Un travailleur venu de la campagne, le 17 avril à Pékin. | Andy Wong / AP

En quelques jours, grâce à la viralité des réseaux sociaux, la biographie d’une nourrice venue de la campagne pour gagner sa vie à Pékin est devenue la sensation littéraire du moment en Chine. Fan Yusu, qui vient d’une famille pauvre de la province du Hubei, dans le centre du pays, a certes une grande passion pour la littérature depuis son enfance. Mais, faute d’argent, elle a arrêté l’école après avoir fini ses études au collège.

Publié initialement le 24 avril sur WeChat, son texte, intitulé « Je suis Fan Yusu » a été lu plus de 100 000 fois le jour même. Puis il a retenu l’attention des médias officiels, au premier rang desquels Le Quotidien du peuple, organe du Parti communiste, et même d’un talk-show de Hongkong. Avec toujours la même question : pourquoi ce texte d’une « mingong », ces Chinois venus des campagnes pour travailler dans les villes et souvent considérés comme des citoyens de seconde zone, a-t-il connu un tel succès ?

« Simple et naturel »

« Le charme de ses mots vient du charme de sa personnalité. C’est tellement simple et naturel, on ne ressent pratiquement pas les techniques d’écriture », a commenté sur WeChat « Huhu » (un pseudonyme). Fan Yusu donne à voir la vie de la Chine « d’en bas », qui doit se battre avec des salaires de misère, des loyers faramineux et sacrifie la vie de famille : obligée de laisser ses deux filles à la maison, Fan Yusu raconte avait pleuré plusieurs fois lorsqu’elle nourrissait la petite-fille de son employeuse pendant la nuit. Faute d’une résidence permanente à Pékin, ses filles ne pouvaient même pas entrer dans une école primaire publique.

Dans l’histoire de Fan Yusu, ce qui semble avoir ému le plus les lecteurs est le contraste entre la gravité d’une réalité brutale et l’optimisme et l’humour qu’elle transmet. « La vie ne doit pas consister simplement à se nourrir », écrit-elle.

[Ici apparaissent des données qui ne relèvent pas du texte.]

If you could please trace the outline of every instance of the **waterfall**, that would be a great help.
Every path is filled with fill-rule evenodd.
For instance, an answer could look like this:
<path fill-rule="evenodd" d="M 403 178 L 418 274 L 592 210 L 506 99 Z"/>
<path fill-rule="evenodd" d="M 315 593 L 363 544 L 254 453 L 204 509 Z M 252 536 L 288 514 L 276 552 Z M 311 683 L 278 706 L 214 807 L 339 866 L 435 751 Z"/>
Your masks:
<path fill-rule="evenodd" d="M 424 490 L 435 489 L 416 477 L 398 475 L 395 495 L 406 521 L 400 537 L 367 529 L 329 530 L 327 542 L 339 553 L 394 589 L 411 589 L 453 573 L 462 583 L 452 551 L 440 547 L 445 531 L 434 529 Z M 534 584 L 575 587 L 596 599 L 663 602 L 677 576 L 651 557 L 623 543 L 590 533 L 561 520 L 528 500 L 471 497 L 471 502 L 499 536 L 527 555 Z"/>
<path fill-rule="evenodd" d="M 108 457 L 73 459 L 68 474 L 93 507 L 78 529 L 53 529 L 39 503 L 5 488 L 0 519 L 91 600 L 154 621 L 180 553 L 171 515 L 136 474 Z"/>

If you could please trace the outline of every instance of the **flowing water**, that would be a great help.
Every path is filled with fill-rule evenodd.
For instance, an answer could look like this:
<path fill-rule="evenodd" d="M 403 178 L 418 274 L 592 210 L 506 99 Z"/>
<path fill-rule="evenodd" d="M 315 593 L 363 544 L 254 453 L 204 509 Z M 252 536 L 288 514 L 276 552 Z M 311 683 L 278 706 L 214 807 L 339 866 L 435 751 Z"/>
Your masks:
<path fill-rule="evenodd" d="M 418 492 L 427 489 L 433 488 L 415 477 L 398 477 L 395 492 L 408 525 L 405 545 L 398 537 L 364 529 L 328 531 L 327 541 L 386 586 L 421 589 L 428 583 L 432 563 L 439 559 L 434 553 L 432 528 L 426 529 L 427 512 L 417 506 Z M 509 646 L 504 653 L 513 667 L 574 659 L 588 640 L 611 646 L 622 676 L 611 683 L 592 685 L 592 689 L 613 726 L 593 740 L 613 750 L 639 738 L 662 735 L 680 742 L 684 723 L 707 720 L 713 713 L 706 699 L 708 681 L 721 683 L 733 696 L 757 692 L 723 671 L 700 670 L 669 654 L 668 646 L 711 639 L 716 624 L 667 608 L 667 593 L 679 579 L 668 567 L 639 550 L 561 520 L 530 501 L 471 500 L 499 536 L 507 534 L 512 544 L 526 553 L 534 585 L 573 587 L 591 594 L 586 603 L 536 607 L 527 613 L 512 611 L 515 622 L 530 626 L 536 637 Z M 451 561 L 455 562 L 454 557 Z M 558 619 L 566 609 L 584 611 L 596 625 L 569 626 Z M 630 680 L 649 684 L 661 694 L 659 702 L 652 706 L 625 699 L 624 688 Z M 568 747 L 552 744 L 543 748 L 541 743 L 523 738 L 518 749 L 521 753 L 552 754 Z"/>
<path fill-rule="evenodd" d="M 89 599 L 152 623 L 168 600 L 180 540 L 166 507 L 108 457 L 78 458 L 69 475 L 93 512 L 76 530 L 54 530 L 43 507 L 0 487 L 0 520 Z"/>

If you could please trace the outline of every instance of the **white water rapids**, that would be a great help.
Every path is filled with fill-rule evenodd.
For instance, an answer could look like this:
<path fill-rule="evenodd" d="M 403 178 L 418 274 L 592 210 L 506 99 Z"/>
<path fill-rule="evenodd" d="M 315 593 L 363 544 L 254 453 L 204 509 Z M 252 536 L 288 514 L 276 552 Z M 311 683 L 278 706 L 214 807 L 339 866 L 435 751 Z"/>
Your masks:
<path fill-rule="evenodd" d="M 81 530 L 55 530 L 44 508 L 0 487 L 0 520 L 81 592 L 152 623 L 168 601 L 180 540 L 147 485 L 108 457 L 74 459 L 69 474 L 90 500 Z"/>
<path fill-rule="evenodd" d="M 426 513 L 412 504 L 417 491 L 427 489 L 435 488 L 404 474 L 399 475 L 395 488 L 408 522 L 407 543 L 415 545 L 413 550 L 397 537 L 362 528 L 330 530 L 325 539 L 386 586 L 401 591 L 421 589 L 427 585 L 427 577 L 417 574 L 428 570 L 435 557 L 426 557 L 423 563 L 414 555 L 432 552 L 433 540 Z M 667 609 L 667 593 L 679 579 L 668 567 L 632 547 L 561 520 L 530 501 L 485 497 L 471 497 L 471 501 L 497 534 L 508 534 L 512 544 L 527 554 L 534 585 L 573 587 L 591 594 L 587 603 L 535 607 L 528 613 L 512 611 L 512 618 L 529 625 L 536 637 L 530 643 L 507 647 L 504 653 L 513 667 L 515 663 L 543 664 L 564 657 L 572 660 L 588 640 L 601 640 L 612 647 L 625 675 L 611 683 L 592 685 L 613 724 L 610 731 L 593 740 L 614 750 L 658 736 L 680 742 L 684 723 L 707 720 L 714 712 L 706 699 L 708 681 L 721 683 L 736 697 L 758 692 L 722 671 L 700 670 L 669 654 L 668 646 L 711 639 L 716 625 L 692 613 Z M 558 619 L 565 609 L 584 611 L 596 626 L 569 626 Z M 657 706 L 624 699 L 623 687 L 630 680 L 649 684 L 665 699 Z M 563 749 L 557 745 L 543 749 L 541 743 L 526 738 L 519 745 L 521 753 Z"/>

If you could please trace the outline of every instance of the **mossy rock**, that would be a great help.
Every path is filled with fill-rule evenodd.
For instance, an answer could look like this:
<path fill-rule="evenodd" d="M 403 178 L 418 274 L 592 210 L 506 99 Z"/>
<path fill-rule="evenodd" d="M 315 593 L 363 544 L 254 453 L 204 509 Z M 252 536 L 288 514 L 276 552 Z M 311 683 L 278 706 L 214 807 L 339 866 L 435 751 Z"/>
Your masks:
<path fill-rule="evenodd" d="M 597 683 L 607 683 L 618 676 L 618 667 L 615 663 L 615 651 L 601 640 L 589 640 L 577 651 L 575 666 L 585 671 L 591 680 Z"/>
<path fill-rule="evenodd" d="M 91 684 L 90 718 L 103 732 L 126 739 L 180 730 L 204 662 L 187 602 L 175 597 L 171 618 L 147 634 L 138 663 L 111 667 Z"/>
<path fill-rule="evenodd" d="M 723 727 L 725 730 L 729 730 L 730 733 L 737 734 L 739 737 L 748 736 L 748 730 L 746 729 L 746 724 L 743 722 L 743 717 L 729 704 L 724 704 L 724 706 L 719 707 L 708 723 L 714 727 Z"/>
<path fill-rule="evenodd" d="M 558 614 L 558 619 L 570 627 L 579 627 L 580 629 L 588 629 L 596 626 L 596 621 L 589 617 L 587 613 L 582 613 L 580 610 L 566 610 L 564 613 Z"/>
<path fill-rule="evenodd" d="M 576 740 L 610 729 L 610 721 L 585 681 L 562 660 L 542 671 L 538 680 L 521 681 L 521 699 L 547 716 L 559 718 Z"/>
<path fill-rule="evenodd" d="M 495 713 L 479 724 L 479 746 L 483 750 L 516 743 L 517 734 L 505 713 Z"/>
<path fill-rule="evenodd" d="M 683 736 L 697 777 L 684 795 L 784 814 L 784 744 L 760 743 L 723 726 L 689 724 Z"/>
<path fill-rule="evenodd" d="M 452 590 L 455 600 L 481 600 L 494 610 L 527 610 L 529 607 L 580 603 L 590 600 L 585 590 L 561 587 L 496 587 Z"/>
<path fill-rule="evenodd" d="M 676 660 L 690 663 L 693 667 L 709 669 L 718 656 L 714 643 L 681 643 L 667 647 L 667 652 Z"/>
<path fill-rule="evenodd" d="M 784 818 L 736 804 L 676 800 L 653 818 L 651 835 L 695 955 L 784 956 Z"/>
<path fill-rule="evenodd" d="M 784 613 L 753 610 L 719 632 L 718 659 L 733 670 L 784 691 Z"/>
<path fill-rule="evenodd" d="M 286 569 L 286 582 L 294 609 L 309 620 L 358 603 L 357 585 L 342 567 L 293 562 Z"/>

A l’image de Vivian Maier, qui fut une nourrice américaine et une photographe amateur dont la production abondante a été découverte par hasard, Fan Yusu n’a jamais eu l’idée de devenir une écrivaine professionnelle. Membre d’un club littéraire près de chez elle, elle se considère comme une amatrice. « En tout cas, je suis travailleuse manuelle, je ne gagnerai pas ma vie comme écrivaine. Je ne sais même pas taper à l’ordinateur ! », a-t-elle expliqué au Journal de la jeunesse de Pékin le 25 avril.

Dépassée par son succès et l’afflux de demandes d’interviews, Fan Yusu a choisi de se mettre en retrait : « Ma phobie sociale est transformée en dépression majeure. J’ai trouvé un vieux temple dans une montagne en banlieue de Pékin pour me cacher et je ne vois plus personne », a-t-elle expliqué avant de se murer dans le silence.